Bacteria are prokaryotic cells; their DNA is not contained within a nucleus. Bacteria are among the oldest life forms on Earth, with fossils dating back billions of years. Not all bacteria are harmful, and most are not. Some bacteria are photosynthetic and are responsible for contributing the majority of the Earth's oxygen. Other bacteria are extremophiles and exist in habitats unsuitable to most other forms of life. Still other bacteria are necessary to human survival and exist naturally in human digestive systems. Among bacteria that are harmful, the Mayo Clinic points out diseases such as tuberculosis, urinary tract infections and strep throat as having bacterial causes.

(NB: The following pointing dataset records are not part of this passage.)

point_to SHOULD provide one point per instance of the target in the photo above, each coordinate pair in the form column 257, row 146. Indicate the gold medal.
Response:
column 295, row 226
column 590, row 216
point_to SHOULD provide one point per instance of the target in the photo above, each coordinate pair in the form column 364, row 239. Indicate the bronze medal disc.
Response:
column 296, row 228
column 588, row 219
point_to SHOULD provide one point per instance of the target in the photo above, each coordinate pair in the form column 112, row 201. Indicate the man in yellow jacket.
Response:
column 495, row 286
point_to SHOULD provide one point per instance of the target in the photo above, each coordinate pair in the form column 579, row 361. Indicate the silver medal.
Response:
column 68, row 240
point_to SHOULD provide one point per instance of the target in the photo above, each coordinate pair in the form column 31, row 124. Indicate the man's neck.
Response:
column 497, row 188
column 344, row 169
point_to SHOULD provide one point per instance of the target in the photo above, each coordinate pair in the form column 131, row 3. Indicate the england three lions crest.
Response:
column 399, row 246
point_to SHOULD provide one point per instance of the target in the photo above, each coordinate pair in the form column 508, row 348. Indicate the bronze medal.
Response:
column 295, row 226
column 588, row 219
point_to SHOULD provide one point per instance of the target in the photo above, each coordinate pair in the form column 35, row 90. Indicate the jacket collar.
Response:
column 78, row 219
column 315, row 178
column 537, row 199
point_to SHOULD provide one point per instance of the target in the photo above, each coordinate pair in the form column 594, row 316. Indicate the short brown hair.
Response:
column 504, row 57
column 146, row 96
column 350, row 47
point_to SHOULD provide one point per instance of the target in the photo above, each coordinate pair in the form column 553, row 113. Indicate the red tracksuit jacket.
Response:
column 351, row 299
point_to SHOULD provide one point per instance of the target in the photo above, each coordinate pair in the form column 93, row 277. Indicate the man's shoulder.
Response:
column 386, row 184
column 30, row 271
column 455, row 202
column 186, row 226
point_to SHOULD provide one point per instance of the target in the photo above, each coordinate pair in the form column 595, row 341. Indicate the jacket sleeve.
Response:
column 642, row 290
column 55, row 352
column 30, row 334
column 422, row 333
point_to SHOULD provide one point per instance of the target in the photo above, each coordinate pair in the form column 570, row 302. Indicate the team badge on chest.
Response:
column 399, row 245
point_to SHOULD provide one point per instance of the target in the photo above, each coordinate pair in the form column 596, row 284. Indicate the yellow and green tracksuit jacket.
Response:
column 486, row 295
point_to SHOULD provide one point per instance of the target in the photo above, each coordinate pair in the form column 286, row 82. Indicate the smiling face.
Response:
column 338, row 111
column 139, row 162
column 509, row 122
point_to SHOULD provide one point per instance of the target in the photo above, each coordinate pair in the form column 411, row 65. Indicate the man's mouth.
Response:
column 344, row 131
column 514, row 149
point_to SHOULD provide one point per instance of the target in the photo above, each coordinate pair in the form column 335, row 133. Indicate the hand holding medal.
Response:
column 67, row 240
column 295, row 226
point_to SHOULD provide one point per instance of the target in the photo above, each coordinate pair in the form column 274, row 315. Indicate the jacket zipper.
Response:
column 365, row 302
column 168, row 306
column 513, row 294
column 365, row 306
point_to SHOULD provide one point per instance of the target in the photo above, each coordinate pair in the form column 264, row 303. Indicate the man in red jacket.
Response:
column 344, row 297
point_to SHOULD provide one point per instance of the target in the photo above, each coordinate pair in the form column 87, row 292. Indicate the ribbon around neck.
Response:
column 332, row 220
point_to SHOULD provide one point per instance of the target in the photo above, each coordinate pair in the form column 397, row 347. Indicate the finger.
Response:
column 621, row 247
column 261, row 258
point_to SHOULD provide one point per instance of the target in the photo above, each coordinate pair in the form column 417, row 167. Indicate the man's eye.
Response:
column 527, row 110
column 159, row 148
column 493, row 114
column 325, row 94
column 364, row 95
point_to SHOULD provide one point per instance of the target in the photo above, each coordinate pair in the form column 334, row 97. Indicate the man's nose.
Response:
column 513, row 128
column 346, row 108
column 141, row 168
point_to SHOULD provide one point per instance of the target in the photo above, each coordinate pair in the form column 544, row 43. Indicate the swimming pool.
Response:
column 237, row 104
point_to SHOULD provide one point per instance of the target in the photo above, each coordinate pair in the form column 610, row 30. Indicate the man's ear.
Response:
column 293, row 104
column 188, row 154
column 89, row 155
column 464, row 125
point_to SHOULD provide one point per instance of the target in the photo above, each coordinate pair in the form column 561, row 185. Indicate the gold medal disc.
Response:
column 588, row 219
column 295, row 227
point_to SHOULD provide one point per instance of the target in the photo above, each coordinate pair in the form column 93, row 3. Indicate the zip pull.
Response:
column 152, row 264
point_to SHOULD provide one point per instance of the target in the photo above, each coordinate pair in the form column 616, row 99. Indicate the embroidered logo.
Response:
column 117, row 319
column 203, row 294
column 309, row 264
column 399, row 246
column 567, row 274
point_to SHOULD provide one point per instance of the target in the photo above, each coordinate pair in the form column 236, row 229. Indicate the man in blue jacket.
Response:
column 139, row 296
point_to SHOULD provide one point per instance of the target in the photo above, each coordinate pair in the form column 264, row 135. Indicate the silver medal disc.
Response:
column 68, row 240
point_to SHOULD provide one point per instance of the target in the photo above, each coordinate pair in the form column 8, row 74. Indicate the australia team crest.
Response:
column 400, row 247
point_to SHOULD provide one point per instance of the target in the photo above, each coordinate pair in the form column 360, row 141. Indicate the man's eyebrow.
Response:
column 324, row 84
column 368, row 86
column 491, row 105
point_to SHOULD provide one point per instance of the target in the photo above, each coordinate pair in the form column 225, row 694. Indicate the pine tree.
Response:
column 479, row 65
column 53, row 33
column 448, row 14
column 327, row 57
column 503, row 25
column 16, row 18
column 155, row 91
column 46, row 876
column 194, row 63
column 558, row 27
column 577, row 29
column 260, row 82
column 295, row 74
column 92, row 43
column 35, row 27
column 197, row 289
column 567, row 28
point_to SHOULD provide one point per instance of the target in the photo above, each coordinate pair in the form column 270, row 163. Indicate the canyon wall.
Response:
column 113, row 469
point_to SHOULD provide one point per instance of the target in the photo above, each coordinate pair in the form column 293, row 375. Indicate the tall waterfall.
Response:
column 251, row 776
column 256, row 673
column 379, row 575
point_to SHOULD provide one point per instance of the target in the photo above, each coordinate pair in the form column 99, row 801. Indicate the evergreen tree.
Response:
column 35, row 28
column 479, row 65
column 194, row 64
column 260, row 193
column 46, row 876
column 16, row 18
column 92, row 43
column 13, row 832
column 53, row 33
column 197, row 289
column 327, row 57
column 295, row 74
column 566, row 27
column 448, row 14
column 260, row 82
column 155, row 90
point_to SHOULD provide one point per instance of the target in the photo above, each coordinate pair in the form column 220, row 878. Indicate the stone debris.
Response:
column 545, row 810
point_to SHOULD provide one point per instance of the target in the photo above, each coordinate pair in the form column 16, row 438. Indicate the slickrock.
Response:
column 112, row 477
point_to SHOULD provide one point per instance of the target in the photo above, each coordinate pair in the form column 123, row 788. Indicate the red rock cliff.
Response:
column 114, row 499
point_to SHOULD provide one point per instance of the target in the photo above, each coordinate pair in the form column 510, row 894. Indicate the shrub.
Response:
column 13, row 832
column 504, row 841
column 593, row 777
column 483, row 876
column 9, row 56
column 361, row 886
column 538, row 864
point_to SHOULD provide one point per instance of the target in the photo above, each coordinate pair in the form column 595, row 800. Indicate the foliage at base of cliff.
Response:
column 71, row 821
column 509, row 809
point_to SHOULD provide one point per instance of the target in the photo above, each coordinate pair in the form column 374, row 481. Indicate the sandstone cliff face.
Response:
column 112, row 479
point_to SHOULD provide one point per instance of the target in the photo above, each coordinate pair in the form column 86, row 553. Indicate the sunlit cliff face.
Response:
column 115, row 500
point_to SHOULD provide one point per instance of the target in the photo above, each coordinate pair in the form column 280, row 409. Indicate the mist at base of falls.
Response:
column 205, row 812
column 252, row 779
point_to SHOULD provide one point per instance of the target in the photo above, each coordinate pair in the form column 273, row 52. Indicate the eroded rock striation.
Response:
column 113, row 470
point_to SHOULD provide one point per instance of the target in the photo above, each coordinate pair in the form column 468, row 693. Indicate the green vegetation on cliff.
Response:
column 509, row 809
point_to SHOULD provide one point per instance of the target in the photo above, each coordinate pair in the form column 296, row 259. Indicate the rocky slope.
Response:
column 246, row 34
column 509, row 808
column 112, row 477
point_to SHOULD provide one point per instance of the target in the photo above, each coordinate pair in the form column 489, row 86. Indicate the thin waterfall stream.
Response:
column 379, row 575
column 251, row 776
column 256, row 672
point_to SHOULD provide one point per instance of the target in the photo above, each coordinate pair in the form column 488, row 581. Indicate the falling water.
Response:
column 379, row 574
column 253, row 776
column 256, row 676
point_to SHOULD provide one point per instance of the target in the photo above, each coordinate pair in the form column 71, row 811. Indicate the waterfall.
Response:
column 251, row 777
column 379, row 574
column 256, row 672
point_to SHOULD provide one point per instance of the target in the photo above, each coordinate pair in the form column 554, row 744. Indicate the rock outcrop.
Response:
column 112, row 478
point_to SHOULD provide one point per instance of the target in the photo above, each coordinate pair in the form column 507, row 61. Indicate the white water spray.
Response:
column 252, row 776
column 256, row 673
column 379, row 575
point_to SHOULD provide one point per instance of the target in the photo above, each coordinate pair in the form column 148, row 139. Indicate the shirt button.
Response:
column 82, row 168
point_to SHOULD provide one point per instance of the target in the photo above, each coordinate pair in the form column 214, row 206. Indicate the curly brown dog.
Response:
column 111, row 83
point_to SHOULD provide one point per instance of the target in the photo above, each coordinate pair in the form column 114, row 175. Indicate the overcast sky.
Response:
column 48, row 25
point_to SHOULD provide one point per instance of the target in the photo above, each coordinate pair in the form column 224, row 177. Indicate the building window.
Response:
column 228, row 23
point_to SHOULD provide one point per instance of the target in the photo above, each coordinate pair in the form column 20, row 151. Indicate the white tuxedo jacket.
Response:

Viruses are much smaller than bacteria, and many scientists do not consider them to be alive. Viruses are not cells; they exist as nothing more than DNA or RNA enclosed in a protein coat. Viruses must inject their genetic material into host cells in order to reproduce. This hijacks the machinery of the host cell, turning it into a virus-producing factory. Unlike bacteria, nearly all viruses are harmful. The Mayo Clinic points to AIDS, chickenpox and the common cold as examples of viral diseases.